Gossip Girl (The CW)
I think I've been beating the drum for this show pretty incessantly, but every week reminds me of just how good it is. Along with 30 Rock and Pushing Daisies, it's been the thing I most look forward to watching each week, and it's easily surpassed Josh Schwartz's last rich-teens drama, The O.C. There's been no similar second-season decline in quality; if anything, the show's only gotten better, with richer character development, juicier plot twists and stronger dialogue. The interplay between Chuck and Blair is masterful, and Leighton Meester constantly impresses me with her portrayal of Blair. I know for some people the notion of a teen soap is too much to get past, but if you're open to it, this really is one of the best shows on TV.

Pushing Daisies (ABC)
This show is about to depart the airwaves (the final three episodes are currently TBA on ABC's schedule, although they've been produced, so even if the network axes them altogether they'll at least end up on DVD), and I'm really sad to see it go.
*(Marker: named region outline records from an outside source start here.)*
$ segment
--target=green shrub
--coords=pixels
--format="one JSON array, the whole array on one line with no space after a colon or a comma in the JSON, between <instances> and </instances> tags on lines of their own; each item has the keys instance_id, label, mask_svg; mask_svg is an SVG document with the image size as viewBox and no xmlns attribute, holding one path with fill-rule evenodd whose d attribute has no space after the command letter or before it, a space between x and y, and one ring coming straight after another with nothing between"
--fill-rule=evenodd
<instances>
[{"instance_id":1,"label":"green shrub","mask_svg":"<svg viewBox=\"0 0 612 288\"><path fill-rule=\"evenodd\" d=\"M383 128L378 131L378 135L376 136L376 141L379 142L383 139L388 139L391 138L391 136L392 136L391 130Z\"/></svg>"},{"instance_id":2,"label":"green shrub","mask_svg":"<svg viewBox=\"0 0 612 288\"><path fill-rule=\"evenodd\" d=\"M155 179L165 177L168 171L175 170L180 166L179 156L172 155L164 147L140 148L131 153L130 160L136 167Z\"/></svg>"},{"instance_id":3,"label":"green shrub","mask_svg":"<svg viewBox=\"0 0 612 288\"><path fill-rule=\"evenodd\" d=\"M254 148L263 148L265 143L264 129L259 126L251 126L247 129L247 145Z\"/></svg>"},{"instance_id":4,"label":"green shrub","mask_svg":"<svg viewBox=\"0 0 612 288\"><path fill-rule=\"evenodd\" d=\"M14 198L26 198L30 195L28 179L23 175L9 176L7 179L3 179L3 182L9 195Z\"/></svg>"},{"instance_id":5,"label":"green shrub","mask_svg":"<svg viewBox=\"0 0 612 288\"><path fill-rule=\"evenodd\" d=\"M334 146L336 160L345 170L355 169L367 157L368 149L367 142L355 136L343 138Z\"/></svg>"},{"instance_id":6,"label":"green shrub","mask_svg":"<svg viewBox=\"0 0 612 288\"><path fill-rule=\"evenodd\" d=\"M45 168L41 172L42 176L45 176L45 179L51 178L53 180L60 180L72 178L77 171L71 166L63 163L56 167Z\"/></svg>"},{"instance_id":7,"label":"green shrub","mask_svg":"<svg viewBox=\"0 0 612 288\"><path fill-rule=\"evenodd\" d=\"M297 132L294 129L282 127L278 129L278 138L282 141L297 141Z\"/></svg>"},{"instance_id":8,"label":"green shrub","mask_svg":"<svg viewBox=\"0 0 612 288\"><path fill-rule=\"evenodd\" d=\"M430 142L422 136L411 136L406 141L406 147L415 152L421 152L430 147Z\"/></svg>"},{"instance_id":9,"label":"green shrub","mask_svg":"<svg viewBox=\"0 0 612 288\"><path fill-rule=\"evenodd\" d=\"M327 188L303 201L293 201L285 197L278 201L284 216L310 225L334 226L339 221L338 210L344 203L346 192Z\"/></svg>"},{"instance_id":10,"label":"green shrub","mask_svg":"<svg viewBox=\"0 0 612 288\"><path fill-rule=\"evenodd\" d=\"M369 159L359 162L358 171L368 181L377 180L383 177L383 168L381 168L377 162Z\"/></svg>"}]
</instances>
It took me a while to warm up to Bryan Fuller's quirky, cutesy vision, but this season has been consistently excellent, with nearly as much clever quippery as 30 Rock, plus an intriguing ongoing mystery and engaging standalone stories. In short, it's unique, great TV, which means I probably shouldn't be surprised it got canceled. There's really no point in trying to jump on board now, but this is absolutely something to look for on DVD (and it will end up with only 22 episodes total, making it easy to plow through the whole series quickly).